When the teacher asked Jenny to stand up and tell the class who this was she so admired, her answer was tonight’s honoree; Mary Gaylord McClean.

I’m not going to try to list all of Mary’s accomplishments in the show horse industry. For one thing to list them all makes us both seem way too old. Secondly, this award is not about accomplishments in the ring, but contributions to the betterment of our industry.

Mary is an active member of the AHHS having served on it’s board and as it’s president. She also is involved with our UPHA associate membership.

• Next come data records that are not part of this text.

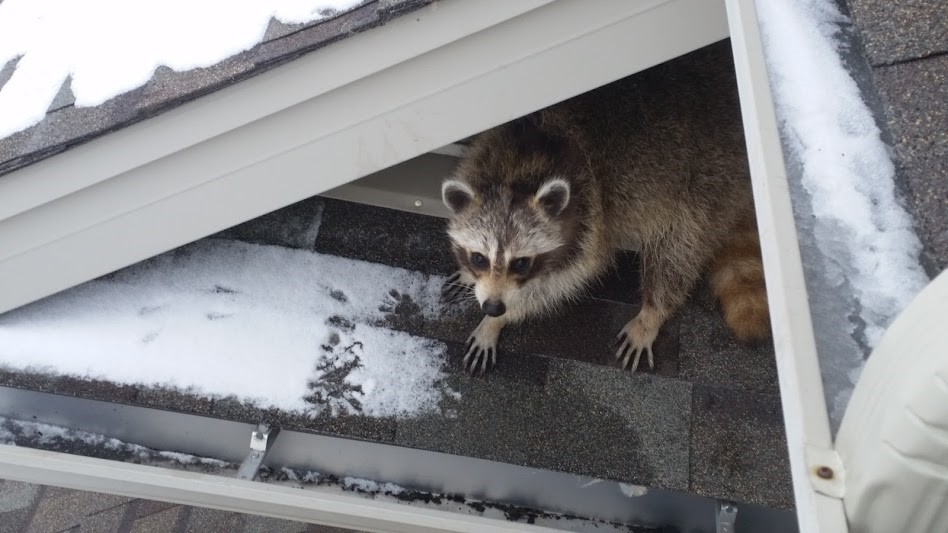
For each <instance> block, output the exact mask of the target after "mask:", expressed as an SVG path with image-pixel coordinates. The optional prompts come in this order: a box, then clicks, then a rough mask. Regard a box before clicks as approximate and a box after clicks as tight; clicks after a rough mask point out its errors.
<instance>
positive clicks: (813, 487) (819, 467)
mask: <svg viewBox="0 0 948 533" xmlns="http://www.w3.org/2000/svg"><path fill="white" fill-rule="evenodd" d="M804 455H805V458H806V469H807V474H808V477H809V479H810V485H811V486H812V487H813V490H815V491H816V492H819V493H820V494H825V495H827V496H830V497H832V498H838V499H842V498H843V496H844V495H845V494H846V470H845V468H844V467H843V460H842V459H841V458H840V457H839V453H837V452H836V450H834V449H826V448H819V447H816V446H812V445H807V446H806V449H805V450H804Z"/></svg>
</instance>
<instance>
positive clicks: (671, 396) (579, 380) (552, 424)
mask: <svg viewBox="0 0 948 533" xmlns="http://www.w3.org/2000/svg"><path fill="white" fill-rule="evenodd" d="M544 392H545V396H544V402H543V411H542V413H541V416H540V417H539V418H540V420H542V432H541V439H542V440H541V441H540V442H539V443H538V445H537V448H538V449H539V460H537V461H535V462H536V463H537V464H539V465H542V466H544V467H547V468H554V469H556V470H562V471H566V472H571V473H577V474H586V475H590V476H595V477H602V478H608V479H614V480H619V481H627V482H632V483H635V484H638V485H646V486H650V487H660V488H665V489H671V490H687V488H688V469H689V439H688V435H689V425H690V423H691V384H689V383H686V382H682V381H678V380H674V379H666V378H662V377H657V376H651V375H646V374H641V373H637V374H631V373H629V372H625V371H622V370H620V369H617V368H609V367H603V366H596V365H586V364H581V363H576V362H574V361H567V360H557V361H554V362H552V363H551V364H550V370H549V373H548V376H547V385H546V387H545V391H544Z"/></svg>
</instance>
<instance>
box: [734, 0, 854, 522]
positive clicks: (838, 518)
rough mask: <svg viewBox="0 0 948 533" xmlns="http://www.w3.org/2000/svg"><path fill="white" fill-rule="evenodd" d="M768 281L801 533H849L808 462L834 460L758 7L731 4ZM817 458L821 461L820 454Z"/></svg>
mask: <svg viewBox="0 0 948 533" xmlns="http://www.w3.org/2000/svg"><path fill="white" fill-rule="evenodd" d="M726 6H727V14H728V21H729V26H730V30H731V45H732V48H733V53H734V63H735V68H736V71H737V80H738V90H739V92H740V98H741V112H742V115H743V119H744V130H745V137H746V141H747V153H748V159H749V163H750V170H751V177H752V181H753V185H754V202H755V205H756V209H757V225H758V229H759V232H760V241H761V243H760V244H761V252H762V253H763V259H764V273H765V277H766V281H767V295H768V298H769V306H770V315H771V323H772V327H773V334H774V348H775V350H776V355H777V370H778V374H779V377H780V396H781V403H782V405H783V416H784V424H785V427H786V432H787V448H788V452H789V456H790V469H791V475H792V476H793V491H794V497H795V502H796V513H797V519H798V522H799V528H800V531H801V533H815V532H833V533H837V532H843V531H847V525H846V518H845V515H844V512H843V505H842V501H841V500H839V499H838V498H834V497H831V496H827V495H824V494H821V493H818V492H817V491H816V490H815V488H814V483H813V480H814V479H818V478H816V475H815V469H816V468H817V467H818V466H819V465H815V464H809V463H808V460H807V458H808V457H819V456H821V455H822V454H821V453H818V452H820V451H825V452H827V453H830V454H832V450H833V441H832V437H831V434H830V427H829V417H828V415H827V409H826V402H825V399H824V396H823V381H822V377H821V375H820V367H819V360H818V358H817V353H816V343H815V341H814V336H813V322H812V318H811V316H810V307H809V302H808V300H807V291H806V283H805V281H804V277H803V264H802V260H801V257H800V249H799V245H798V240H797V232H796V223H795V221H794V217H793V210H792V206H791V203H790V191H789V188H788V185H787V172H786V167H785V165H784V160H783V151H782V148H781V144H780V136H779V133H778V129H777V121H776V117H775V114H774V106H773V100H772V98H771V93H770V85H769V82H768V77H767V67H766V63H765V61H764V54H763V47H762V45H761V39H760V29H759V27H758V19H757V10H756V7H755V5H754V1H753V0H726ZM814 452H817V453H814Z"/></svg>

Mary obviously gives tremendous support to many horse shows, not only financially, but by supporting shows from the smallest county fair to Louisville with her horses and ponies. What I would like to tell you tonight are a few things you might not know Mary does.

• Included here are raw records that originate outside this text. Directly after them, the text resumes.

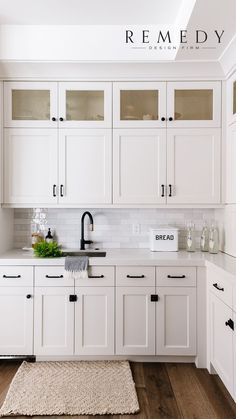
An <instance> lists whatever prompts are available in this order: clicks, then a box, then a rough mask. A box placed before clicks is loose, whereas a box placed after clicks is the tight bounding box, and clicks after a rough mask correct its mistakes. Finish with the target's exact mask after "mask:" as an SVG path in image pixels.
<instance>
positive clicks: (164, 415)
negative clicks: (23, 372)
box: [0, 361, 236, 419]
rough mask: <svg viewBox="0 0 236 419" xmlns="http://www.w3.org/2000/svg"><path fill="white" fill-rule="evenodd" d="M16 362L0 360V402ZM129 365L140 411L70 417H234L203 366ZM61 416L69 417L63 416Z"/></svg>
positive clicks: (37, 417) (162, 364) (229, 404)
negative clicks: (203, 369) (91, 415)
mask: <svg viewBox="0 0 236 419" xmlns="http://www.w3.org/2000/svg"><path fill="white" fill-rule="evenodd" d="M19 365H20V364H19V363H17V362H8V361H7V362H6V361H0V405H2V403H3V401H4V398H5V396H6V393H7V390H8V387H9V385H10V383H11V380H12V378H13V377H14V374H15V373H16V371H17V368H18V367H19ZM131 368H132V372H133V377H134V380H135V383H136V388H137V393H138V398H139V404H140V413H138V414H136V415H121V416H119V415H113V416H112V415H105V416H100V415H98V416H76V417H75V416H74V417H73V419H75V418H76V419H88V418H89V419H90V418H97V419H108V418H114V419H128V418H129V419H131V418H132V417H133V418H134V419H159V418H174V419H179V418H184V419H233V418H235V419H236V404H235V403H234V401H233V399H232V398H231V397H230V395H229V393H228V392H227V390H226V389H225V387H224V385H223V384H222V382H221V380H220V379H219V378H218V377H217V376H212V375H209V374H208V372H207V371H206V370H200V369H197V368H196V367H195V366H194V365H193V364H159V363H131ZM16 417H17V416H15V418H16ZM57 417H58V416H50V417H48V418H51V419H56V418H57ZM20 418H23V416H21V417H20ZM25 418H26V417H25ZM36 418H37V419H42V416H37V417H36V416H35V417H34V419H36ZM59 418H60V417H59ZM63 419H72V417H71V416H64V417H63Z"/></svg>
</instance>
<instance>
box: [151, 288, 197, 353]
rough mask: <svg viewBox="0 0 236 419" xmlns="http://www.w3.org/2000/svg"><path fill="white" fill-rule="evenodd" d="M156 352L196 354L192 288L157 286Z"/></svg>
mask: <svg viewBox="0 0 236 419" xmlns="http://www.w3.org/2000/svg"><path fill="white" fill-rule="evenodd" d="M156 292H157V295H158V302H157V303H156V354H157V355H196V289H195V288H194V287H157V291H156Z"/></svg>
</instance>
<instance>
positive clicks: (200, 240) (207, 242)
mask: <svg viewBox="0 0 236 419" xmlns="http://www.w3.org/2000/svg"><path fill="white" fill-rule="evenodd" d="M200 249H201V251H202V252H208V250H209V229H208V226H207V223H206V221H205V222H204V224H203V227H202V233H201V239H200Z"/></svg>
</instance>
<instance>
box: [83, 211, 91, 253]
mask: <svg viewBox="0 0 236 419" xmlns="http://www.w3.org/2000/svg"><path fill="white" fill-rule="evenodd" d="M86 215H87V216H88V217H89V220H90V229H91V231H93V217H92V214H91V213H90V212H89V211H85V212H84V213H83V215H82V217H81V239H80V250H85V245H86V244H91V243H93V242H92V240H84V219H85V216H86Z"/></svg>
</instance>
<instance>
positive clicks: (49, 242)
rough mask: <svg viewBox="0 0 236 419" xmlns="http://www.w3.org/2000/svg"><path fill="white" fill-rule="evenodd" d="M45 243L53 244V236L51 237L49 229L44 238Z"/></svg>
mask: <svg viewBox="0 0 236 419" xmlns="http://www.w3.org/2000/svg"><path fill="white" fill-rule="evenodd" d="M45 241H46V242H47V243H52V242H53V236H52V233H51V229H50V228H49V229H48V232H47V235H46V237H45Z"/></svg>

Do you know where you can find Mary on many a cold winter Saturday afternoon? Ringmastering at our winter tournaments. She helps things run smoothly and safely and seems to really enjoy being a part of this very important faction of our industry. To the kids it’s fun just having a “Celebrity” in the ring. Our announcer, Dick Williams just loves getting hand signals from Mary.

Mary has been the major financial contributor to the UPHA Exceptional Equitation class the last two years. But Mary doesn’t stop with just writing a check. She gets involved. Last year, like so many others, I just took a little longer nap on Thursday evening and missed watching the class. But after hearing Mary talk about it, I promised I’d be there this year and I was. Mary filled me in on who some of the riders were, where they were from, how they got involved riding. I stood with Mary on the ramp as the rider’s left the ring with their ribbons. What a thrill to see their faces with Mary standing there clapping for them. I went back to the barn with tears in my eyes. Mary was off to go personally congratulate the winner and her mom.

In December a few of us had the opportunity to become involved in the Make A Wish Foundation Of Kentucky. A 12-year-old little girl named Morgan whose wish was for riding lessons, but got so much more. Some of you may have read about it. What you probably didn’t read about was the person who helped make everything come together. Mary was described and introduced as Morgan’s fairy godmother. What a lucky little girl.

Mary loves the show horse industry and has since she was a little girl. She has worked hard and been fortunate enough to be very successful and live out many of her dreams. Mary doesn’t support our industry so it’s better for her, she helps in her own quiet, unselfish, often anonymous way, to help so many others be able to fulfill their dreams.

I think Jenny made a pretty good choice when she dressed up as Mary at school that day. Mary is a great friend. In the years I have known her she has both challenged and inspired me. I know Mrs. Wheeler would be very proud to see Mary’s name added to this award.